The debate over the rise of cashless economies

cashless

In the last decade there have been big changes to how people pay for things.

While money is still involved in every transaction, the ways in which it has come to be represented have diversified. Instead of coins and banknotes, we now have digital money which is being taken from our debit and credit cards contactless, accessed through our phone’s applications, and wired directly into other people’s bank accounts over the internet.

These changes hold enormous promise, but also lesser considered risks for our planet. As such, debate on the subject has been fierce. Inspecting examples of economies that are already moving towards cashlessness is vital if we are to weigh in on the discussion.

Different nations are enacting digital financial programs in various ways. While the Scandanavian nations are seen by some to be leading healthy digital transformation, India showed the world in 2016 how damaging a hasty transition to cashlessness can be to a largely informal economy, particularly when policies are changed without proper planning.
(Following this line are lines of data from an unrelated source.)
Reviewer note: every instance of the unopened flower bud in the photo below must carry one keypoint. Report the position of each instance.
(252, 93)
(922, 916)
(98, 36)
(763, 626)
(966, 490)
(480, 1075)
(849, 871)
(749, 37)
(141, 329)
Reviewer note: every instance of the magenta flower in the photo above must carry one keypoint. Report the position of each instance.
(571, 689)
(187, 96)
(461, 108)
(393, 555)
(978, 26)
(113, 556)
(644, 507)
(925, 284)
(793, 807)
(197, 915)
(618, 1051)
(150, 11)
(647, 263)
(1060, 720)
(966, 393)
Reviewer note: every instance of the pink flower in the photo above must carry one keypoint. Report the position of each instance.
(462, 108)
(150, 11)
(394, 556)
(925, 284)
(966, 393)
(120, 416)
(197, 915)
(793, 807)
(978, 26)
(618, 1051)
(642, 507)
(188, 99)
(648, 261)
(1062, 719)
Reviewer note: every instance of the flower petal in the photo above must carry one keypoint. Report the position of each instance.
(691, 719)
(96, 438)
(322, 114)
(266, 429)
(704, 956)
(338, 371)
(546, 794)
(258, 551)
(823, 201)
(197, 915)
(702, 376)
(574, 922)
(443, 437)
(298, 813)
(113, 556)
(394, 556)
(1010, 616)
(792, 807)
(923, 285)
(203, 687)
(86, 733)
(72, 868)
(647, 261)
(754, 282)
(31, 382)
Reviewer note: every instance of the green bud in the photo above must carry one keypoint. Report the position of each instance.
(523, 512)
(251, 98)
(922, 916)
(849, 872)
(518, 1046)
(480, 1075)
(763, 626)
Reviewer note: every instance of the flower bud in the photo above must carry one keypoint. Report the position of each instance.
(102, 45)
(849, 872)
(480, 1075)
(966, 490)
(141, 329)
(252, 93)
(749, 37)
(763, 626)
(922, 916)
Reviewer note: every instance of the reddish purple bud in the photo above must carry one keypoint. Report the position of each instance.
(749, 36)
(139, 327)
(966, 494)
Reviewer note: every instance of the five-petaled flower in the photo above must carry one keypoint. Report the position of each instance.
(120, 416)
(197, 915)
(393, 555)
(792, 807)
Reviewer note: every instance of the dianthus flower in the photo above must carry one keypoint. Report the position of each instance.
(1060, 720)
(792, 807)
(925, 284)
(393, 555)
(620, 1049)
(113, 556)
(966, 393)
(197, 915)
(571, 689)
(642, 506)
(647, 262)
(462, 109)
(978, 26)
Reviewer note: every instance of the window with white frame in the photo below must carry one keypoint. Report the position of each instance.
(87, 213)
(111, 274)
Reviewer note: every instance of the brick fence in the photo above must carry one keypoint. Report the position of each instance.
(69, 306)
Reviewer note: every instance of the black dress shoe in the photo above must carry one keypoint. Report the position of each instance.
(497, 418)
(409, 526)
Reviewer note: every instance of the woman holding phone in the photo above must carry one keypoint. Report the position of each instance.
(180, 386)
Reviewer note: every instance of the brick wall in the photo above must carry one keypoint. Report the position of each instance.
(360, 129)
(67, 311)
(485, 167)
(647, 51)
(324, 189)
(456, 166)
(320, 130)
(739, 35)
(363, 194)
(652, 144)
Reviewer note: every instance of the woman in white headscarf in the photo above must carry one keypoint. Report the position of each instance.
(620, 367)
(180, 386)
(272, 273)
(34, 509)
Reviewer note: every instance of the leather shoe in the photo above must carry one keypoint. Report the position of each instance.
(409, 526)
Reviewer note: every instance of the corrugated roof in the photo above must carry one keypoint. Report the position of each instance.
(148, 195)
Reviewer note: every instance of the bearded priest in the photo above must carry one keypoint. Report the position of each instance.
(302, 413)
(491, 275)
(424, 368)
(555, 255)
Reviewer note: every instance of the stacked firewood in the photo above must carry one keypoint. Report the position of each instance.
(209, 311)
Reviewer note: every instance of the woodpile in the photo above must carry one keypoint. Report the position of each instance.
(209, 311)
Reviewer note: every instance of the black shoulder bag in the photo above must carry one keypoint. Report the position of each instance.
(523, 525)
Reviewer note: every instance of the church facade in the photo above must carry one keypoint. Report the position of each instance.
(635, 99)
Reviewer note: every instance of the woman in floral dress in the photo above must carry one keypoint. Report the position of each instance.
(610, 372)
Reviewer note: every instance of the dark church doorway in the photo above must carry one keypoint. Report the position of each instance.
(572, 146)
In an alleged push for anti-corruption and modernisation, Narendra Modi, India’s prime minister, cancelled 86 percent of all banknotes, giving people just four hours’ notice. The move was controversial to say the least. At the time, 90 percent of all Indian transactions were performed using cash. Indians could exchange defunct bills, but the scale of the necessary operation was far beyond what the government could handle.

The queues of people waiting to change old money reportedly stretched for hours. Added to this Modi’s approach and official policy in managing the episode seemed to change every other day.

The resulting disruption was crippling, causing a 1.5 percent drop in GDP, representing job losses and business closures, and amounting to $15 billion in economic damage. Due to a shortage of currency in circulation, basic transactions became extremely difficult or impossible, especially for the largely rural, informal workers that dominate the Indian population.

The Reserve Bank of India, the Indian central bank, was also not ready for the banknotes and their new size specifications, rendering cash machines across the nation of 1.35 billion people useless and in need of upgrades before they could be used for distribution.

In this example, while Modi’s effort has been largely assessed to be an aggressive push to force many Indian’s into the formal economy, which would be a driver of positive developments in a country with an abysmal rate of tax compliance – there was serious collateral damage as a result.

The move could be described, at best, as harsh and ineffective. Not only did the economy not shift in the way that the government planned, with cash in circulation somehow increasing after the drive, but the poorest citizens, as is always the case, were the worst affected. Many Indians do not have bank accounts, as such they are not ready for digital payments, relying entirely on cash. This is true of people elsewhere around the world too, so we can consider these effects from a global perspective. Aggressive economic conversion is evidently a bad policy.

While financial visionaries tout the many possible benefits of purely digital economies, such as greater controls and transparency, near zero tax evasion and so on, there are also serious drawbacks. When cash is taken out of the economy the poor, the less connected, the elderly, or the simply untrained – can quickly fall behind. Even while companies like Visa and Mastercard, which holds a huge portion of the payments market under its dominion, aim for functionality one hundred percent of the time, they are unable to achieve this. Limitations of technology and the effects of necessary network upgrades and maintenance render such a task impossible. Security is also not drastically improving. As physical financial crimes go down, cybercrime is rapidly increasing in frequency.

In this sense there is no full-proof form for money: even cybercurrencies get stolen. Cash has, however, been the most consistent, longest-enduring method for payment. It has its own drawbacks, such as expensive logistics, production, and security requirements, but it does not fail when the power or the internet are cut. In the event of disasters and freak events cash is the go-to means of transaction.

By having money in the economy in the form of cash, control also stays ambiguous in a positive way. While banks store and are responsible for printing it, cash is a real, tangible object rather than simply a number on a screen. While the world economy runs on a system of imaginary money, debtor and creditor relationships, physical cash keeps the system honest. Without it, people’s complete reliance on the goodwill of institutions becomes problematic.

Being able to store money in physical cash and spend it anonymously is analogous to free speech: freedom of scrutiny-free spending. There is of course a balance to be struck between keeping people safe from criminal activities and allowing them their freedoms, and it is a vital one to get right.

With countries like China using everything at their disposal to control populations and commit human rights abuses, total financial control of citizens would be another nail in the coffin for civil liberties. For these beleaguered people, the digital footprint of their transactions could become another pillar upon which to construct the state panopticon. Cash is vital in resisting the current trends around the world towards similar outbreaks of technologically enabled authoritarianism.